In conclusion (IMHO): 
- small stripes increase the latency even for small reads,
  hurting throughput (and slowing the reads even when looking
  at a single file).
- sufficiently large stripes allow both parallel reads of
  small[2] files or accelerated reads (at the cost of
  extra -- in this case insignificant[3] -- seek time) of
  single large[2] files.
- Systems where the I/O is not the bottleneck, i.e. parallel
  reads or accelerated reads of large files won't help much,
  will not profit from stripes while still increasing[4] the
  risk of data loss through HD/controller failure.
- With lvm you could pmove the most accessed blocks so that
  they are spread over all disks, probably you could even
  split those disks in 2 parts: the fast 'begin' (outer
  edge) of the platter and most of the (slower) inner parts.
  This would have much the same effect of stripes, but would
  need more attention (you need to run a program, probably
  even inactivating the LV) and probably have finer granularity.

[1] Your seek time rises -- on the average -- the more heads
    are in use.  With one head you get 1/3 full-seek time for
    a random head and file locations.  With two heads you need
    to move both heads, chances are that one of them has a
    longer way than the other.

    If you look at the first head, the seek time will be the
    same if the first head is further away --- which is more
    likely the further it is away, i.e. the higher the seek
    time already would be for a single disk system.  If it
    is close (which happens and is part of the 1/3 _average_
    seek time) then it is quite likely that the other head is
    further away -- thus the average seek time increases.

    This is quite uncritical for large files, but with short
    files the seek time is greater than the read time.  But only
    where the increased seek time is small against the read
    time a reduced read time can do reduce overall time --
    that is, only large files will be faster.

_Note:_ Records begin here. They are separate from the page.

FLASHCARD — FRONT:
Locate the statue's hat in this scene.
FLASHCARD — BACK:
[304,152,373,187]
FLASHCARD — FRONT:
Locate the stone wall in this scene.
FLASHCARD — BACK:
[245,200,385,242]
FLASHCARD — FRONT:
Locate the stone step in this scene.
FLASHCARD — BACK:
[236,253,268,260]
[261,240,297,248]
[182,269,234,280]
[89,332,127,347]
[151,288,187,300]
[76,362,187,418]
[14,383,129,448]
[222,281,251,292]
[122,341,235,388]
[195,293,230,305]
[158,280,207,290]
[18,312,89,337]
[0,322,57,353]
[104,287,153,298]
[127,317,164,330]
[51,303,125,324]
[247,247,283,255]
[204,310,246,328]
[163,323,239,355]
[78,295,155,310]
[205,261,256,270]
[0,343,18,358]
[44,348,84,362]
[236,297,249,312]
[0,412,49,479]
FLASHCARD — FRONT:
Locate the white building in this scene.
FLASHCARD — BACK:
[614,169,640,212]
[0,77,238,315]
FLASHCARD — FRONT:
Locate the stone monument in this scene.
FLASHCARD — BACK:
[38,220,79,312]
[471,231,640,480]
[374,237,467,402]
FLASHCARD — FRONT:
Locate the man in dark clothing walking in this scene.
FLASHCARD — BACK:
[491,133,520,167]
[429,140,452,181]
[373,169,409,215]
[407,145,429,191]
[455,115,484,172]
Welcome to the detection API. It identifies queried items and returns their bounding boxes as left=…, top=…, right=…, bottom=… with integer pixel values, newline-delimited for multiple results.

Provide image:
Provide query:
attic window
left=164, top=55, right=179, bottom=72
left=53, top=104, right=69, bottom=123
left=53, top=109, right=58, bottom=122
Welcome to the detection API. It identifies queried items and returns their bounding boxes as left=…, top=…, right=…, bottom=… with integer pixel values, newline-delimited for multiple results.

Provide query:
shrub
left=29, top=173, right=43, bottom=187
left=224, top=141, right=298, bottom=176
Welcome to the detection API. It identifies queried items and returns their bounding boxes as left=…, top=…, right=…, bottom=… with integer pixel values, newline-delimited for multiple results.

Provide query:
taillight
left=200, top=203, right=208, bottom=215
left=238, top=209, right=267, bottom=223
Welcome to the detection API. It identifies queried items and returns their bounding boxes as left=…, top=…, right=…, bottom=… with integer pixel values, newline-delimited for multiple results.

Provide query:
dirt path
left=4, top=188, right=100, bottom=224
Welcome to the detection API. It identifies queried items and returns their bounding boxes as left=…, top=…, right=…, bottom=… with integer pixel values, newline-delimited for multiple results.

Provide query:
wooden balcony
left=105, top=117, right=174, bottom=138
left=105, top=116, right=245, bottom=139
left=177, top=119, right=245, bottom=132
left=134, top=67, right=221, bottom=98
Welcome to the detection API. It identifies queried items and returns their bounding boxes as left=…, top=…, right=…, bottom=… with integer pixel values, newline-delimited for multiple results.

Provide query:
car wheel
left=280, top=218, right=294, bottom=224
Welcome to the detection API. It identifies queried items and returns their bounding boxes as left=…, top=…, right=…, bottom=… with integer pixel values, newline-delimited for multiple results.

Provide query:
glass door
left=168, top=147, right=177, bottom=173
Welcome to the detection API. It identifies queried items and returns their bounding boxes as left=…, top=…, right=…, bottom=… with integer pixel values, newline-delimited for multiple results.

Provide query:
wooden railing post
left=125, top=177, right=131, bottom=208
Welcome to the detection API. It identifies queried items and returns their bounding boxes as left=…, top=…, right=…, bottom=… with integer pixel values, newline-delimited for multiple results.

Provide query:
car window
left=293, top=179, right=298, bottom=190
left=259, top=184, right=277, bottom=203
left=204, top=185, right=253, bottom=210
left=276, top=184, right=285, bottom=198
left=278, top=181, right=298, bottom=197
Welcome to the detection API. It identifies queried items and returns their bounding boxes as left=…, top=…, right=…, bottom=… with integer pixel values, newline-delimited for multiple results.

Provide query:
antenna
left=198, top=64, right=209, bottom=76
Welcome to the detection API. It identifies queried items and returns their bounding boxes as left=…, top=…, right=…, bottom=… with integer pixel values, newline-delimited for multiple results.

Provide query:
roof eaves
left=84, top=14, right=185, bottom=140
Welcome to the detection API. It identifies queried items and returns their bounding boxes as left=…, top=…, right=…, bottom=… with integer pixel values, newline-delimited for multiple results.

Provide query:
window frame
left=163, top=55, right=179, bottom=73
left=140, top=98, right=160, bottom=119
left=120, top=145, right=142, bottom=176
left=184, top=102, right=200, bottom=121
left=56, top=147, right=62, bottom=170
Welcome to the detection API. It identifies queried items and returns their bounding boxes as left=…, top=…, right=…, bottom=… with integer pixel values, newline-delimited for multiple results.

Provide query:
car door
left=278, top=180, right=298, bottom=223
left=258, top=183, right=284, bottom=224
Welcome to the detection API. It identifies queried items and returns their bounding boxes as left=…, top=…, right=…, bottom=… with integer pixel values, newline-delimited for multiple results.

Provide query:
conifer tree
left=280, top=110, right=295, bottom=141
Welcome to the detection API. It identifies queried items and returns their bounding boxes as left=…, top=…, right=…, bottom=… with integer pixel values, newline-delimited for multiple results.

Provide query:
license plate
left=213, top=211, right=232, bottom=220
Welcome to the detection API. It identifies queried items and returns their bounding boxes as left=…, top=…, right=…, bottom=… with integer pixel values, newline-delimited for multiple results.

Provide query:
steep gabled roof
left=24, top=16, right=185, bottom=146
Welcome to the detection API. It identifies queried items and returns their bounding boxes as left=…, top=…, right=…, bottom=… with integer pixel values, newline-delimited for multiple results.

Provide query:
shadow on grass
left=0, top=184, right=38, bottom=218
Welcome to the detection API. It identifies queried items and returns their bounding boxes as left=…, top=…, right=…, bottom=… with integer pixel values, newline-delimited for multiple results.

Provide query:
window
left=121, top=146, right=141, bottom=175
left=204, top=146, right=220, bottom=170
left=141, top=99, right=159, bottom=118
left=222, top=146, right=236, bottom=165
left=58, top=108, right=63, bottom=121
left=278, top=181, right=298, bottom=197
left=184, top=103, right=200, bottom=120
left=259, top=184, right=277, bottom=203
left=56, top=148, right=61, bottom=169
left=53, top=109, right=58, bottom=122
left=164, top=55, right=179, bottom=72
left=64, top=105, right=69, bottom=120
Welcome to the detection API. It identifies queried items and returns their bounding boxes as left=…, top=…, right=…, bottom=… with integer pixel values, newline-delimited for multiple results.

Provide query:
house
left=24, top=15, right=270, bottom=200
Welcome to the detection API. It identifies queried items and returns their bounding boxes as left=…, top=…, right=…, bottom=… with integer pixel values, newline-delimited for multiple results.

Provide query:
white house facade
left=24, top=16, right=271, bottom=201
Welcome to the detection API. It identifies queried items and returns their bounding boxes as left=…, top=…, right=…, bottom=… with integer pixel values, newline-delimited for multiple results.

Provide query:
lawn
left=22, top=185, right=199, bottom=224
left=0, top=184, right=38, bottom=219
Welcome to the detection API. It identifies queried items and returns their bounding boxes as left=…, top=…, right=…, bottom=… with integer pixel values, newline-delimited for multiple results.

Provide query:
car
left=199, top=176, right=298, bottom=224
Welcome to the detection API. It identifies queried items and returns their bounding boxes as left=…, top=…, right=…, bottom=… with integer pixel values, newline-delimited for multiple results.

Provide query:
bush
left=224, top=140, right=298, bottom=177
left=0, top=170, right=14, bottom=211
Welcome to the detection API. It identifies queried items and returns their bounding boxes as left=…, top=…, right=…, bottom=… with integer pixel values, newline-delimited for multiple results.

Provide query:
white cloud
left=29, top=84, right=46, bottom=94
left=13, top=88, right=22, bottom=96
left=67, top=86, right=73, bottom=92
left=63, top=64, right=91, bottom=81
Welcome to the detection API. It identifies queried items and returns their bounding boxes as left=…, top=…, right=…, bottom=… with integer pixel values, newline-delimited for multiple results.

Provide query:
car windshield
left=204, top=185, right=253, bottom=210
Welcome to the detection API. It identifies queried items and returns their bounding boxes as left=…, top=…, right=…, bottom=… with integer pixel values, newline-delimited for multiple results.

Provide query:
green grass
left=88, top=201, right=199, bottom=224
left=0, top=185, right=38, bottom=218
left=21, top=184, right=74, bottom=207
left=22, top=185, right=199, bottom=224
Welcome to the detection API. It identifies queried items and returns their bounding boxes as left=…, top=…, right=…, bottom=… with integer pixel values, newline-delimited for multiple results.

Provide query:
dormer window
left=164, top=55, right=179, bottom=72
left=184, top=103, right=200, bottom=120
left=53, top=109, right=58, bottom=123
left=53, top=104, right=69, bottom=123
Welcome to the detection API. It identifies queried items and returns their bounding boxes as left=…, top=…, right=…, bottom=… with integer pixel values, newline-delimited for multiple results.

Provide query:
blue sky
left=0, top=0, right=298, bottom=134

[2] small:  read time << seek time, fits in one stripe
    large:  read time >> seek time, does certainly not fit in
                                    one stripe

[3] read time >> seek time

[4] all disks are 'single point of failure'.  Most file systems
    do not like loosing spots all over the place.  But then you
    do backup religiously, test your backups and have recovery
    plans in place, yes?

-Wolfgang